Я пододвигаю кресло вперед на миллиметр – через границу.
– Рискнем! – говорит он, и я выкатываю его в спешащий город.
– Вон туда, – говорит он, и я подкатываю его к скамейке у ворот.
Сажусь рядом. Солнечный свет греет нам лица.
– Мы могли бы быть где угодно, – снова говорит он; бледная рука высвобождается из-под груды одеял, тянется ко мне, берет мою руку. Он закрывает глаза. – В Риме.
Сейчас три часа ночи. Я не сплю. Кажется, я заболеваю. В мозгах круговерть, пульс скачет как ненормальный. Иногда сердце пропускает удар, и я лежу в безвоздушном преддверии ада. Мне страшно. Я не хочу через все это проходить, не хочу, чтобы мое тело отказало. Я признаюсь себе в этом лишь наедине с собой. Берусь за телефон. Может, позвонить им? Но я не знаю, что сказать. Будем надеяться, что трубку возьмет Энни, тогда все проще.
«Энни, это я», – скажу я (слегка жалким шепотом).
«Майки?!» – скажет она.
«Прости, что я так поздно», – скажу я (надо вежливо, уважительно).
«Где ты?»
«В Лондоне», – скажу я.
«С тобой все в порядке?» – спросит она.
«Да, все отлично», – скажу я (и совру).
«Мы по тебе скучаем», – скажет она.
Я тихо кладу трубку на место и пялюсь в потолок. Начинаю планировать разговор снова.
«Энни, это я», – скажу я.
«У тебя ужасный голос, – скажет она. – У тебя что-то случилось?»
«Да».
И я начинаю плакать.
Из-за мерзкой простуды я четыре дня не появлялся в больнице. Я чихаю, из носа течет, глаза болят от света. Через четыре дня симптомы исчезают, и я объявляю себя здоровым. Я никогда так не радовался обычной простуде.

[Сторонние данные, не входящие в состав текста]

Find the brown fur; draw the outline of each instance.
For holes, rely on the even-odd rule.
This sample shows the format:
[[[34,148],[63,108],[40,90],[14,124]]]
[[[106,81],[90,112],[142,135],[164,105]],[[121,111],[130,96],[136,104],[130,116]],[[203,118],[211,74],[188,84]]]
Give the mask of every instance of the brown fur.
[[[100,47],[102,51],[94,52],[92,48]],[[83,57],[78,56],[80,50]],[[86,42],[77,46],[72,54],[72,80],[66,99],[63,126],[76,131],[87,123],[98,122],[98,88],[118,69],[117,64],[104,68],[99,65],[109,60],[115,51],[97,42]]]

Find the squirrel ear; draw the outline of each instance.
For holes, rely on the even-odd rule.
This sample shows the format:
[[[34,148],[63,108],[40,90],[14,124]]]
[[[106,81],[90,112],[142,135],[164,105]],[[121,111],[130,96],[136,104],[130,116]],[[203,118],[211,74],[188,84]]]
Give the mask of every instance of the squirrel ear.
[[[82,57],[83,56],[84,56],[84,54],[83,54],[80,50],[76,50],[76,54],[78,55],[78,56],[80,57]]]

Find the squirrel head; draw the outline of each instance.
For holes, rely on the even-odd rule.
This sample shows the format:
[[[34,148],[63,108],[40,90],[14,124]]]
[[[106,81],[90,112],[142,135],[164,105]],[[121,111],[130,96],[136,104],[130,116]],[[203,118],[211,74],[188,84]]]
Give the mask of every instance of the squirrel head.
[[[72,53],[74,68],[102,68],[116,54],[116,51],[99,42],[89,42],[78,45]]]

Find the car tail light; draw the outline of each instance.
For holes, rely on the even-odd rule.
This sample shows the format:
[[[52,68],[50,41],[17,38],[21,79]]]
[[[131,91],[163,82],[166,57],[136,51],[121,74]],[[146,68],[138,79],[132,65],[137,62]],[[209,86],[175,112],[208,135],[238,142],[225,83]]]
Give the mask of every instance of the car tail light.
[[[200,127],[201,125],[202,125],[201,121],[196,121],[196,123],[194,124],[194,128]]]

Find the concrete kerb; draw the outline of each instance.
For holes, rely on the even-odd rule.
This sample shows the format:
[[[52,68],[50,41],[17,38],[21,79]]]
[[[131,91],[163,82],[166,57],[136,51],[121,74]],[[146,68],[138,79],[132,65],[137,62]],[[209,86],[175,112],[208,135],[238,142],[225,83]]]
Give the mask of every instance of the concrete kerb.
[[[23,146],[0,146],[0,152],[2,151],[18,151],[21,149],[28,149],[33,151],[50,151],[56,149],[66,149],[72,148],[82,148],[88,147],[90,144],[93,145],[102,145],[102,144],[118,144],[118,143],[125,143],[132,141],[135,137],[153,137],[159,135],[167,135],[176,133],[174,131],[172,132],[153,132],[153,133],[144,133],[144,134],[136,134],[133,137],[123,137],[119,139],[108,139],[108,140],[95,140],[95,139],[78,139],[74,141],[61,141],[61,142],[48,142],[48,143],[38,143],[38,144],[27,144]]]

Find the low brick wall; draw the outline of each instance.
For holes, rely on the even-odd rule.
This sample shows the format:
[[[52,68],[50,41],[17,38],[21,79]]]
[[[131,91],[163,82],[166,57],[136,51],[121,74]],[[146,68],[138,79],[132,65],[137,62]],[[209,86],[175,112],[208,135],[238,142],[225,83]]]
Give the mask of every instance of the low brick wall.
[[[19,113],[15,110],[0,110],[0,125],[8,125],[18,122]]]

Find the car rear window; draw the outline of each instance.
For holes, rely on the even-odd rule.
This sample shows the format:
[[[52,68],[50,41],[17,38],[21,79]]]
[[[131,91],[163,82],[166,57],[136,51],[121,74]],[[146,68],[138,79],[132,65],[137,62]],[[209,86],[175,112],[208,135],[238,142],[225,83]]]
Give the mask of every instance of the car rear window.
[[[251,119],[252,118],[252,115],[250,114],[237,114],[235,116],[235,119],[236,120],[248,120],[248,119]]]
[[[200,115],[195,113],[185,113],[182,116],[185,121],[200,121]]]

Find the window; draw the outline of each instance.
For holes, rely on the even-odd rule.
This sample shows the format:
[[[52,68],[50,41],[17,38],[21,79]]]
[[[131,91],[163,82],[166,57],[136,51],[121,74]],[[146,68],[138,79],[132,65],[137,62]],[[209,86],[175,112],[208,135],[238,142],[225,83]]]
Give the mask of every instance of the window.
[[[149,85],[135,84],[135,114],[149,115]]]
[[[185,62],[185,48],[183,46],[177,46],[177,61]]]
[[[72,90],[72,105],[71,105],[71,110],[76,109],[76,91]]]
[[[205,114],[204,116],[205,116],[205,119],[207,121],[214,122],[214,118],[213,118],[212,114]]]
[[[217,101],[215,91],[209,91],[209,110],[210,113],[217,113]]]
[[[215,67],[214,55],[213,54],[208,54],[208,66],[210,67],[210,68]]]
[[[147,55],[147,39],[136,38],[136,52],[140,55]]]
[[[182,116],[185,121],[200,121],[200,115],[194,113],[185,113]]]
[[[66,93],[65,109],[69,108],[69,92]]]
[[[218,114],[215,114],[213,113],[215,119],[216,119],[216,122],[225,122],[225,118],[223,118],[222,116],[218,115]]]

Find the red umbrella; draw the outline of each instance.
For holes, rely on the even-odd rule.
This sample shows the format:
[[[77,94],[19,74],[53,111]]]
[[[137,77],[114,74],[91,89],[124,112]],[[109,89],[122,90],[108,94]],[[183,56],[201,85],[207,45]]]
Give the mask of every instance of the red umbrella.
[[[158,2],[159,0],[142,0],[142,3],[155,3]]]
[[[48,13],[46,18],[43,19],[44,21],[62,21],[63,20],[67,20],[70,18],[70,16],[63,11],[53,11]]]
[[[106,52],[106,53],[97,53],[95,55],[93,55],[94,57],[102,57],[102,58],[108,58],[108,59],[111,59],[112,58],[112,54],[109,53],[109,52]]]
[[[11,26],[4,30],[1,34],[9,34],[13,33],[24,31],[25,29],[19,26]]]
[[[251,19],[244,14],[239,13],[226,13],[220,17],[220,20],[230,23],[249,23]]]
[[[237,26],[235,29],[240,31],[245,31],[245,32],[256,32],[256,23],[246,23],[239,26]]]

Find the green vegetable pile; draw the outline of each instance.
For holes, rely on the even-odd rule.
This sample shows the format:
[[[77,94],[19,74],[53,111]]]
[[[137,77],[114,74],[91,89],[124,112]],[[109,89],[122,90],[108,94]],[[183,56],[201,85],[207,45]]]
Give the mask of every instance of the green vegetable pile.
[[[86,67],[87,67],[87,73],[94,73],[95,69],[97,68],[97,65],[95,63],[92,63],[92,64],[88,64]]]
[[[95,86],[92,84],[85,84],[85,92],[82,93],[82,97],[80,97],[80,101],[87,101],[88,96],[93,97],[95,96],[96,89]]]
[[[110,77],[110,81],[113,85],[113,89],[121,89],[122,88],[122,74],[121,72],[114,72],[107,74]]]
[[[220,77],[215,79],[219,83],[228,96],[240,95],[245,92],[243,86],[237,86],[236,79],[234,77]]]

Я решаю отправиться в больницу после обеда, а утром вместо этого пойти в Вест-Энд посмотреть фильм, о котором все говорят. Я сижу в первом ряду в почти пустом кинотеатре, и семьдесят два цветных кадра в секунду мерцают у меня на лице. В финале юноша, стоящий на палубе, кричит, обуреваемый любовью: «О капитан, мой капитан!»
И вдруг мне снова тринадцать лет, и я в купальнях Лонг-Бриджес декламирую стихи – казалось, давно забытые. Одно слово за другим, и все стихотворение Уитмена вылетает на волю над бликующей водой Темзы.
– Это стихи о скорби, – говорю я Доре.